Post-genomic approaches to understanding the mechanisms of environmentally induced phenotypic plasticity

• Published in: Journal of experimental biology Vol. 209; no. Pt 12; pp. 2328 - 2336
• Main Authors: Cossins, Andrew, Fraser, Jane, Hughes, Margaret, Gracey, Andrew
• Format: Journal Article
• Language: English
• Published: England 15.06.2006
• Subjects: Adaptation, Physiological - genetics; Adaptation, Physiological - physiology; Animals; Carps - genetics; Carps - physiology; Environment; Gene Expression Profiling; Genomics - methods; Phenotype
• ISSN: 0022-0949; 1477-9145
• DOI: 10.1242/jeb.02256

Post-genomic techniques offer new and detailed insights into the mechanisms underpinning all biological processes, including phenotypic plasticity and environmentally relevant phenotypes. Although they require access to genomic resources it is now possible to create these for species of comparative or environmental interest even within a modest research project. Here we describe an open transcript screen for genes responding to environmental cold that might account for the acquired cold-specific phenotype in all its complex manifestations. Construction of a cDNA microarray led to a survey of transcript expression levels in seven tissues of carp, as a function of time, and three different extents of cooling. The resulting data delineated a common stress response found in all tissues that comprises genes involved in cellular homeostasis, including energy charge, ATP turnover, protein turnover and stress protein production.

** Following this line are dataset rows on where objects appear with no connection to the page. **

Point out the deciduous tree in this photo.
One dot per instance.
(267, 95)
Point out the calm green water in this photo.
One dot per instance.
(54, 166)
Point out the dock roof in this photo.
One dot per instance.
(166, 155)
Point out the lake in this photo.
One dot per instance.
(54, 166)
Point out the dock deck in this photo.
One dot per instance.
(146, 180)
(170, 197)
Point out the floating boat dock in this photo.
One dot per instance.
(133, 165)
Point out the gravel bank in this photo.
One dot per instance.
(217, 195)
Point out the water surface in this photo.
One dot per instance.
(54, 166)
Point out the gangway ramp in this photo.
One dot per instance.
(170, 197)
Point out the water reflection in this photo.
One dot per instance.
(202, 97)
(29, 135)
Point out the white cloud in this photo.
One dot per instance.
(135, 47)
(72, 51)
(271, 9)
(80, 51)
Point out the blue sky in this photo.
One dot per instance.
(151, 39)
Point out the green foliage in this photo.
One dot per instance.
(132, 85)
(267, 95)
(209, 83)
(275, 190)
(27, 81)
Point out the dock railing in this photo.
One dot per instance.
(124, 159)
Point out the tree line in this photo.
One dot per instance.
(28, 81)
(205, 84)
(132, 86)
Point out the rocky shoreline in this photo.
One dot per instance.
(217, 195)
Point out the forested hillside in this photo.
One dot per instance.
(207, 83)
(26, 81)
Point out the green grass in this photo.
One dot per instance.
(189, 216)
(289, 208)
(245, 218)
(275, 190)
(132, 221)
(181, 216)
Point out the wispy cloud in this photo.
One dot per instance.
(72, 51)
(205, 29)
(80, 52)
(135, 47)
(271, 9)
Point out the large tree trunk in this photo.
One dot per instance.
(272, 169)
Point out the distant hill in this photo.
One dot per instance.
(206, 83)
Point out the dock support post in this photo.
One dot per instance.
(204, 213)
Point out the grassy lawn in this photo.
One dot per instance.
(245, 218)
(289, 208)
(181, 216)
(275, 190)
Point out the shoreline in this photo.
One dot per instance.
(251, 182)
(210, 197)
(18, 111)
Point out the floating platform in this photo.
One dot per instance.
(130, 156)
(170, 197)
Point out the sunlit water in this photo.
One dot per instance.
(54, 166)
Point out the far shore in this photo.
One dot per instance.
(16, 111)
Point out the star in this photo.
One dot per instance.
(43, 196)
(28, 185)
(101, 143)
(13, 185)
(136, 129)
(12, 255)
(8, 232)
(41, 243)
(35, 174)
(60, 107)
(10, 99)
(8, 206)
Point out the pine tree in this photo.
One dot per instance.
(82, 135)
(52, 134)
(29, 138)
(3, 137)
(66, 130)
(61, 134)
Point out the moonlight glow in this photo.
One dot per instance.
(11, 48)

These genes respond to kinds of perturbation other than cold and probably form part of a more general stress response common to other species. We also defined tissue-specific response patterns of transcript regulation whose main characteristics were investigated by a profiling technique based on categorisation of gene function. These genes underpin the highly tissue-specific pattern of physiological adaptations observed in the cold-acclimated fish. As a result we have identified a large number of candidate gene targets with which to investigate adaptive responses to environmental challenge.